Pale yellow coloured

1

Fallopian tubes

Enlarged or swollen

4

Pale

1

External

Diarrhoea stains

1
Interpretation of results:
other: EU GHS criteria not met
Conclusions:
The study was performed according to FIFRA (40 CFR 163). The LD50 > 2000 mg/kg bw indicating no acute dermal toxicity. No deaths occurred. Clinical changes were limited to erythema, oedema, atonia, desquamation, necrosis and some incidences of skin irritation at more than 24 h of treatment.
Endpoint conclusion
Endpoint conclusion:
no adverse effect observed
Dose descriptor:
LD50
Value:
2 000 mg/kg bw
Quality of whole database:
High quality (there are a lot of reliable studies for different boron species available).

Additional information

LD50 values of >2000 mg/kg was recorded for the oral route for sodium metaborate and for the dermal routes for sodium tetraborate pentahydrate, disodium tetraborate decahydrate and boric acid. An LD50 value > 2 mg/L was recorded for the acute inhalation study with disodium tetraborate decahydrate, disodium tetraborate pentahydrate and boric acid. The inhalation figure represents the highest attainable concentration.
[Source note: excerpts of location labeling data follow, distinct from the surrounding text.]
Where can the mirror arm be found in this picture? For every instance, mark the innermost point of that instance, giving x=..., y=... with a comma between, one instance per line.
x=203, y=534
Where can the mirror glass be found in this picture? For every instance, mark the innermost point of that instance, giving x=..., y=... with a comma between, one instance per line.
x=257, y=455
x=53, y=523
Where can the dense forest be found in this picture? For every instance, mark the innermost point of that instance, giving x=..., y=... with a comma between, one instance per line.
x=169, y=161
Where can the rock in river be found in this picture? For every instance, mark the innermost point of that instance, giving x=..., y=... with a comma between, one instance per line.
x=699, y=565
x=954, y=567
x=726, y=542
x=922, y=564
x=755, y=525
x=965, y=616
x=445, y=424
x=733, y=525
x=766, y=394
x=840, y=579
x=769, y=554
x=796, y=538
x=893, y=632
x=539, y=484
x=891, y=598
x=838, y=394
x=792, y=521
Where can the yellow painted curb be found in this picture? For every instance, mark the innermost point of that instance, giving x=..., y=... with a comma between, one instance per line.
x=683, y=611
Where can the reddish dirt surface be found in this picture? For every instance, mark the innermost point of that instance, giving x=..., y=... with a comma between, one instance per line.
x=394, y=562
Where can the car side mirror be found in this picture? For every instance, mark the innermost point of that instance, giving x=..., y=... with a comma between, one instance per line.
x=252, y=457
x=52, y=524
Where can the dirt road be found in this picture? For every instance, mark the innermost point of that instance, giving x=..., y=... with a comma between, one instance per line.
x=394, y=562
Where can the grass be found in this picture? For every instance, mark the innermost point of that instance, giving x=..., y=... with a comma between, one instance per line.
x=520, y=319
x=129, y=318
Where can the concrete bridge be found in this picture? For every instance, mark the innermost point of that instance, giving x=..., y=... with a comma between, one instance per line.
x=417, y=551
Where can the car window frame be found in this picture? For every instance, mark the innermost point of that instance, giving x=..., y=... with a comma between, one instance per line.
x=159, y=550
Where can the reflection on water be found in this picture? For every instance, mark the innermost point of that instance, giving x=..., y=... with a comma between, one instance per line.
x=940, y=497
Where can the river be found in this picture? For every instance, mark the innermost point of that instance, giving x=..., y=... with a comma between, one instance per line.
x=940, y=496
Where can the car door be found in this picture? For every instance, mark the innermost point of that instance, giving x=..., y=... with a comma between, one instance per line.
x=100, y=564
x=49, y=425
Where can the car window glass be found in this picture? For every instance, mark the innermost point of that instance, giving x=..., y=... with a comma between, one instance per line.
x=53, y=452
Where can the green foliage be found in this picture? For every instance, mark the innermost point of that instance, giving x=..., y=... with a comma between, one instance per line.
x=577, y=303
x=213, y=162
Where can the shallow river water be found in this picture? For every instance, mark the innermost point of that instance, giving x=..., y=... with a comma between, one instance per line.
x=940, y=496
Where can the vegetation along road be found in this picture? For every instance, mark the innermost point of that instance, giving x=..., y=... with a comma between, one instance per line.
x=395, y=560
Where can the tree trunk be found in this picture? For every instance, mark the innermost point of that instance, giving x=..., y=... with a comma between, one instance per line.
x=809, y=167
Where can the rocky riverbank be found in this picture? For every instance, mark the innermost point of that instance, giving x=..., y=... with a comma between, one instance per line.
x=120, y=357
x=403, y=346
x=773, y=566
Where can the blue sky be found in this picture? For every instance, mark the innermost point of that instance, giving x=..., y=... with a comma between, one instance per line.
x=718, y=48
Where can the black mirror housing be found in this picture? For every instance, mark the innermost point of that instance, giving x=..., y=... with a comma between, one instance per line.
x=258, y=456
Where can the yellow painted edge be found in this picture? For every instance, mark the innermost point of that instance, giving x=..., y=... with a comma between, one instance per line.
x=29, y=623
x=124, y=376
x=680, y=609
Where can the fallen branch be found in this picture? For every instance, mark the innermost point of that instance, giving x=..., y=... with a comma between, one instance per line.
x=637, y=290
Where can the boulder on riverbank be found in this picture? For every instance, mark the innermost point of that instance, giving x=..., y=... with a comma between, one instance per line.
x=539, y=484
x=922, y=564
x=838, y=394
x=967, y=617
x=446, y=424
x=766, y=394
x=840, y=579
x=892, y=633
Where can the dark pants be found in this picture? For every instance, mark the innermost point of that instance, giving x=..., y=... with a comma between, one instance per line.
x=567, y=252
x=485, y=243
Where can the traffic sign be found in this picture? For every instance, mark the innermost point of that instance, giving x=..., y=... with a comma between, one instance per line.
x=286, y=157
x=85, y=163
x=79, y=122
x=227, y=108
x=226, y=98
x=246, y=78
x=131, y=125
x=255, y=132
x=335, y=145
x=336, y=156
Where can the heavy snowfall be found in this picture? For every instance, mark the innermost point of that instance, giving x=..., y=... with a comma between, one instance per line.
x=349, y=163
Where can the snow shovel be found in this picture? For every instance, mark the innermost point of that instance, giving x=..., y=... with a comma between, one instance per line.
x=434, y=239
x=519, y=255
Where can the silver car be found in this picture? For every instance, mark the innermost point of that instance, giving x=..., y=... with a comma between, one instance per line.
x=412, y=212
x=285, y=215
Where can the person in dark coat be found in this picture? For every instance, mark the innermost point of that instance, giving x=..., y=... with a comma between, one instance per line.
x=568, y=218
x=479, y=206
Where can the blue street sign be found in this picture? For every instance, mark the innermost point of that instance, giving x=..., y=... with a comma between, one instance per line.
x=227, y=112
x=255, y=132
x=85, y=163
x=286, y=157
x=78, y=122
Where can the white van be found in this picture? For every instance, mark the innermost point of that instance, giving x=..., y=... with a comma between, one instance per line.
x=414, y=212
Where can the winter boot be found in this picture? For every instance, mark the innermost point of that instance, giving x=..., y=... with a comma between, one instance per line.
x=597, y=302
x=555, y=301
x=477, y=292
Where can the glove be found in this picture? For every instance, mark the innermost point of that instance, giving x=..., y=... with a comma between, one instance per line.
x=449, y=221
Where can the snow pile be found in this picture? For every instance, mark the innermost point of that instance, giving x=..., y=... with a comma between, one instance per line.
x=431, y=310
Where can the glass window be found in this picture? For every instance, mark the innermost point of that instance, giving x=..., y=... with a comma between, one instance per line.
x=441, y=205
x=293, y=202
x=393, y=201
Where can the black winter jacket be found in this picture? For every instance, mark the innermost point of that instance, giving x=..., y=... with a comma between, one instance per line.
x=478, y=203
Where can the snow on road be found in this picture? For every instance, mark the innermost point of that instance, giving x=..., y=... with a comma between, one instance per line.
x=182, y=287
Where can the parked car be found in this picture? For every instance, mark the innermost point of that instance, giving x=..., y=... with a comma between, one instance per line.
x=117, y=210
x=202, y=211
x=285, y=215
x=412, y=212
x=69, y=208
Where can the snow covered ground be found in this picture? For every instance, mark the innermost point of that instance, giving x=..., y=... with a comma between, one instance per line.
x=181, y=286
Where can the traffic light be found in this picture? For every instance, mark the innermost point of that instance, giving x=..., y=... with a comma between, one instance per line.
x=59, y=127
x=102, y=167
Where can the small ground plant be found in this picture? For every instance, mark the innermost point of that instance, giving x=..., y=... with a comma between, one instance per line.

Two acute oral toxicity studies were conduced on sodium metaborate dihydrate in rats. The mortality results from the two studies gave a non-monotonic response, 0/5 male rats died at 1600 mg/kg, 2/5 died at 2000 mg/kg and 1/5 died at 2500 mg/kg. Probit analysis produced a LD50 value of 3251 mg/kg, however the value lay outside the range of experimental doses. Using the dose interval of 1.25, the next higher dose level would expected to be 3125 mg/kg, assuming that one rat would die, the LD50 could be computed to be 7660 mg/kg assuming that complete mortality at 3125 mg/kg the value obtained by extrapolation is 2436 mg/kg. Therefore the acute median lethal oral dose of sodium metaborate dihydrate falls in the range of 2.4 to > 7.5 g/kg (Denton 1995, 1996).


Sodium metaborate is of low acute toxicity. Although some of the acute oral studies were not of modern standards and were performed prior to the introduction of GLP, they are reproducible across a number of studies and species and of acceptable quality. For acute dermal and acute inhalation some studies do meet the modern GLP standard.


The following acute oral data were obtained:


Sodium metaborate (tetrahydrate): 2330 mg (183 mg B)/kg


The following acute inhalation data were obtained:


No acute inhalation studies of sodium metaborates have been conducted. Studies were conducted on analogue substances


Disodium Tetraborate Pentahydrate: >2040 mg (302 mg B) /m3


Disodium Tetraborate Decahydrate: >2030 mg (300 mg B) /m3


Boric acid: > 2000 mg (349 mg B) /m3


The following acute dermal data were obtained:


No acute dermal studies of sodium metaborates have been conducted. Studies were conducted on analogue substances


Disodium Tetraborate Pentahydrate: >2000 mg/kg bw (296 mg B/kg)


Disodium Tetraborate Decahydrate: >2000 mg/kg bw (226 mg B/kg)


Boric acid: >2000 mg (349 mg B) /kg bw


 


Therefore, a low acute toxicity is concluded for Sodium metaborate. Please also refer to the read-across statement attached to section 13.

Justification for classification or non-classification

No classification according to Regulation (EC) No 1272/2008 is required for sodium metaborate regarding acute toxicity as all results (LD50 values) for the oral toxicity as well as for the inhalation and dermal toxicity of the analogues substances exceeded the limit for classification.


Please also refer to the read-across statement attached to section 13.